Additional subanalyses of the WHI combined data from both arms and found that women closer to the typical age of natural menopause had a lower risk of cardiovascular disease than those who were further from the typical age of menopause. This supports the idea that it was the age of the participants in the WHI that led to the unexpected increase in cardiovascular disease among women taking hormone therapy.
HERS, a study of hormone therapy in women who had already had a cardiovascular event, showed no difference in subsequent cardiovascular events among women who took hormone therapy compared with women who took a placebo.
Another study looked more closely at the “timing hypothesis,” the idea that women who are nearer to menopause are more likely to benefit from estrogen to prevent cardiovascular disease compared with women who are further beyond menopause. However, in an attempt to design a trial with shorter follow-up, the researchers used a surrogate marker of cardiovascular disease called carotid intima-media thickness (CIMT). This is essentially an ultrasound that looks for early signs of cardiovascular disease in the arteries in the neck. They found no difference in CIMT between the groups given hormone therapy early in menopause compared with the groups given hormone therapy late in menopause.
Additional studies have looked at different formulations of estrogen, including oral estradiol, transdermal estradiol, and a variety of progestins and progesterone. On the whole, they consistently suggest that oral estrogens may increase blood clots in the veins but not cardiovascular disease. Transdermal estrogen is not associated with blood clots or cardiovascular disease. But none of the studies individually or taken together demonstrate definitively that estrogen reduces cardiovascular risk.

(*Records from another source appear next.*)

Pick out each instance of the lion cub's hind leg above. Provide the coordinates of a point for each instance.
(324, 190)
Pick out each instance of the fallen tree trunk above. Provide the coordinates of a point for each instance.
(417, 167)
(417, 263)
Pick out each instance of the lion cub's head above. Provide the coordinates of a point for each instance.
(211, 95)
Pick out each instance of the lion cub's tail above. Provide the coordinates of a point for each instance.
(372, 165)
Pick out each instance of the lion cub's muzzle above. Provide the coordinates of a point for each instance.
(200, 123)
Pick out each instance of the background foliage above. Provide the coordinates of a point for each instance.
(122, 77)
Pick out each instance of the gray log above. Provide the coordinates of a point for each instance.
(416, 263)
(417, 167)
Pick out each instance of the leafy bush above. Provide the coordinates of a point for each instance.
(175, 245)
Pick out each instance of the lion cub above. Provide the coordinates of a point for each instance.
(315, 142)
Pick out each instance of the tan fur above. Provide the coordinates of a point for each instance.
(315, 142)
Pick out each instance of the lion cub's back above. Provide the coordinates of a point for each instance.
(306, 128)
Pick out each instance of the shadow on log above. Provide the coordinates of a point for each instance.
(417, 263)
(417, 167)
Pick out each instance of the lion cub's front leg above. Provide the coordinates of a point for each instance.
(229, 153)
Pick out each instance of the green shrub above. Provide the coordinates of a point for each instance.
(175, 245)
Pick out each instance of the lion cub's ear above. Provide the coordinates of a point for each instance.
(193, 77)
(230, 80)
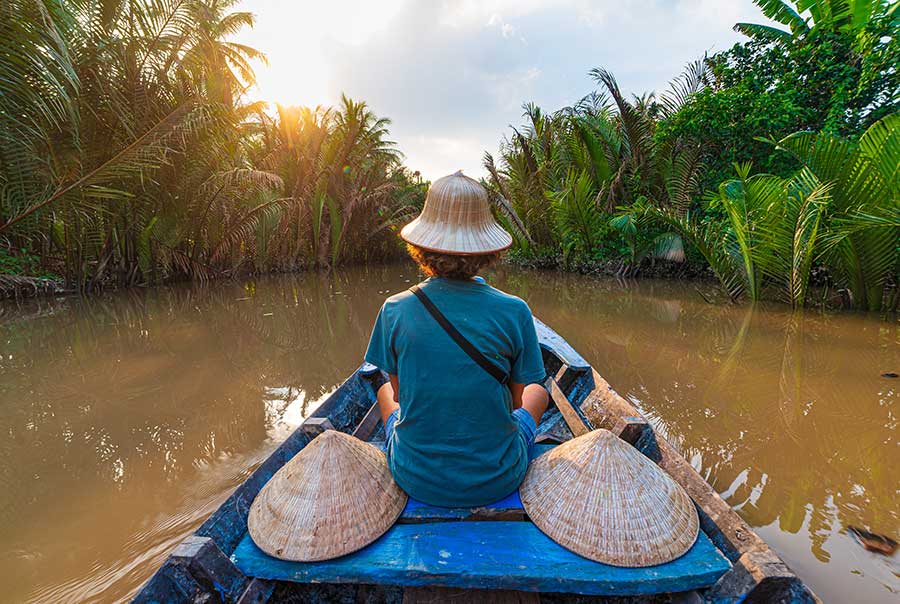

How I implement this data in my practice
Based on this data, I take a moderate approach to hormone therapy. Certainly, if a woman is experiencing symptoms of perimenopause, there is nothing in the evidence regarding hormone therapy and cardiovascular disease that would give me pause about treating her symptoms, particularly with transdermal estradiol. On the other hand, I see nothing in the data that convinces me that hormone therapy reduces cardiovascular risk.
The bottom line
- Estrogen increases good cholesterol and decreases bad cholesterol. Women who have primary ovarian insufficiency or early menopause are at increased risk of developing cardiovascular disease.
- Despite reports from the Women’s Health Initiative, hormone therapy has not been shown to increase the risk of cardiovascular disease in subsequent analyses and clinical trials.
- However, there is also no definitive data that estrogen reduces the risk of cardiovascular disease.